As life becomes more complicated, we continue to have more and more vectors that need our attention, that need planning. Power in general, and batteries more specifically have become another thing we need to focus on. It requires a complete reorienting in our thinking. I have an example from my personal life that speaks to just this point. Because of my aforementioned issues with my phone, I recently brought a wall charger with me which included several different attachments when I went to meet my wife and kids at a local restaurant. My phone was fully charged and even with the battery being in this weak state, I knew it should easily last the period of my outing. I also could have just plugged the phone into the car charger if it got low but something told me to bring the wall charger. When I got there my daughter’s tablet battery was dead. If we wanted to have an uninterrupted adult conversation we needed access to Peppa Pig stat! I pulled out the power cord with the correct adapter for the tablet, one that was different than my phone. I told my wife it was for emergencies. She gave me that ‘your insane’ look but we plugged in the tablet and the soothing sounds of oinking commenced. For the record, any parent can confirm that obnoxious BBC cartoon based oinking is a thousand times more soothing than an overtired and whiny three year old when in a public venue.
This lesson underscores that consideration for batteries has to be a part of who we are and what we do when we plan our life. It’s not just about knowing where the chargers are. It’s asking the question of “what do we take with us?” When I was in college I always used to get annoyed at the girls I dated because they would never bring their license with them if they didn’t have a purse. In my mind I wanted to be prepared and I knew that a 21 year old couple couldn’t go out and get a meal that included an alcoholic drink if they didn’t’ have their ID’s. Also, even if I was driving, what if I wanted to drink and then have the girl drive home? Your not supposed to do that without a license. To me when leaving the house you always brought money, your ID, and your keys. These days do we have to add a charging cable to that list as mandatory? Will that be enough or do we need the power brick too?

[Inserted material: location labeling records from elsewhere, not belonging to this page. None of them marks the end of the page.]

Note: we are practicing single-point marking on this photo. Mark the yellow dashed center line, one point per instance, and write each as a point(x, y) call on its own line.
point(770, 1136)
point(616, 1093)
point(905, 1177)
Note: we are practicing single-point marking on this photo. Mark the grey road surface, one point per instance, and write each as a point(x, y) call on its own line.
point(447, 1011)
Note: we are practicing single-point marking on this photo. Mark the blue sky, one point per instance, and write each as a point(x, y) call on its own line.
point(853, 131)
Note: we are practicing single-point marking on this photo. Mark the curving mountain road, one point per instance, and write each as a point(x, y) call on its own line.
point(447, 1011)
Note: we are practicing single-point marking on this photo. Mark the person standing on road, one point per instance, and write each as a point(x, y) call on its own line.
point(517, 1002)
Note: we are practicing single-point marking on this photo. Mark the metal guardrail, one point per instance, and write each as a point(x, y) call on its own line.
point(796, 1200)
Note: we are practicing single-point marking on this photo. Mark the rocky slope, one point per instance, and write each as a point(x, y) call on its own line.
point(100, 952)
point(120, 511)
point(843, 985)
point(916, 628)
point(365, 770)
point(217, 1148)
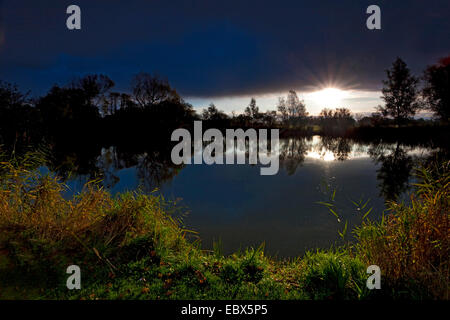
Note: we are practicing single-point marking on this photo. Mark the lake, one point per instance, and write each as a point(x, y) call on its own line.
point(236, 205)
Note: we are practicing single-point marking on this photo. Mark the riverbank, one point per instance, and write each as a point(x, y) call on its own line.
point(130, 247)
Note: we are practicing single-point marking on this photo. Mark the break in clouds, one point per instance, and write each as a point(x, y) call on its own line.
point(206, 48)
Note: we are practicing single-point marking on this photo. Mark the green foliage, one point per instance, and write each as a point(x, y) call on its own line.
point(129, 247)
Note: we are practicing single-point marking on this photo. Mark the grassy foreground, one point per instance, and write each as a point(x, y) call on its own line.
point(130, 247)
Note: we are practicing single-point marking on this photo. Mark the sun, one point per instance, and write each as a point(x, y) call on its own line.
point(328, 97)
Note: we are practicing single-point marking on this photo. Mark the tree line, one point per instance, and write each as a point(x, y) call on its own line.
point(89, 107)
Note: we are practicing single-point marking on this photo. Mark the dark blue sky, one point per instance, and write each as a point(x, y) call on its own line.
point(226, 48)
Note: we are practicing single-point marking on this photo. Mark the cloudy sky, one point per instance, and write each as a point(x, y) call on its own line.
point(224, 51)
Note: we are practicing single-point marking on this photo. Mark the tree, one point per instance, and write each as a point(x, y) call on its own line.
point(95, 88)
point(151, 90)
point(212, 113)
point(399, 92)
point(282, 109)
point(436, 92)
point(252, 110)
point(295, 107)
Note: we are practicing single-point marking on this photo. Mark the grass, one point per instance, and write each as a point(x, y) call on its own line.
point(130, 247)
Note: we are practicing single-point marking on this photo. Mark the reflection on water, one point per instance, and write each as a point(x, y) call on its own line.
point(236, 204)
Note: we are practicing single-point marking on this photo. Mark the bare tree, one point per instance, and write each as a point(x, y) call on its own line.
point(150, 90)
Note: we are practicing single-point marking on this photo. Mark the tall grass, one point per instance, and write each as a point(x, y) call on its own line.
point(128, 246)
point(41, 231)
point(412, 243)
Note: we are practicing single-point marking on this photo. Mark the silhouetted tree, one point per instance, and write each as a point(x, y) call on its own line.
point(214, 114)
point(282, 109)
point(295, 107)
point(437, 89)
point(95, 88)
point(399, 92)
point(252, 111)
point(150, 90)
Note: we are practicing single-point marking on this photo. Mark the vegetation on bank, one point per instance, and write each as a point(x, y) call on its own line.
point(131, 247)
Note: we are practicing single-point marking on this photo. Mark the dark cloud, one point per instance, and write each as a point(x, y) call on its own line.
point(206, 48)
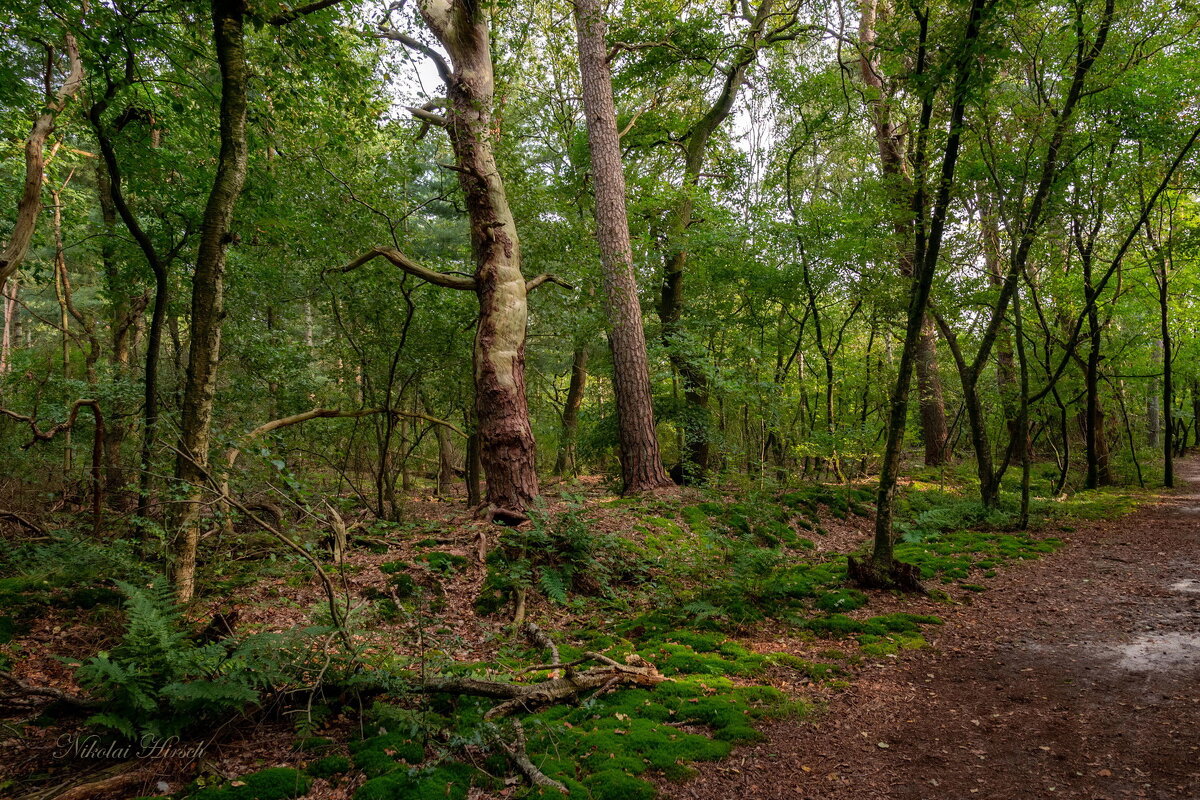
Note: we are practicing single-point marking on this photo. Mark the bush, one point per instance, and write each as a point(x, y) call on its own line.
point(160, 683)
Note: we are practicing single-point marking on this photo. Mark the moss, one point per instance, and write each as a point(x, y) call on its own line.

That’s a personal implementation but what about how we structure our environment? For example should we design and build our houses with batteries and chargers of all types in mind? Power is an issue in our modern world. Unfortunately power is going to be stored in convenient fossil derived liquids less and less. Even if that wasn’t the case and we had enough oil and gas for many future generations, we still have the issue of our growing collection of devices. We have the device in our pocket, on our glasses, around our wrists, and anywhere else someone can dream up a place to put a battery powered circuit and/or screen. Those aren’t going away anytime soon.
Batteries are everywhere and they have become another priority in our lives. It’s that simple. I’d like to write more but I’m getting kinda tired. I guess you could say my batteries are running out. That being said I hope you enjoyed this article. I know I got a charge out of writing it!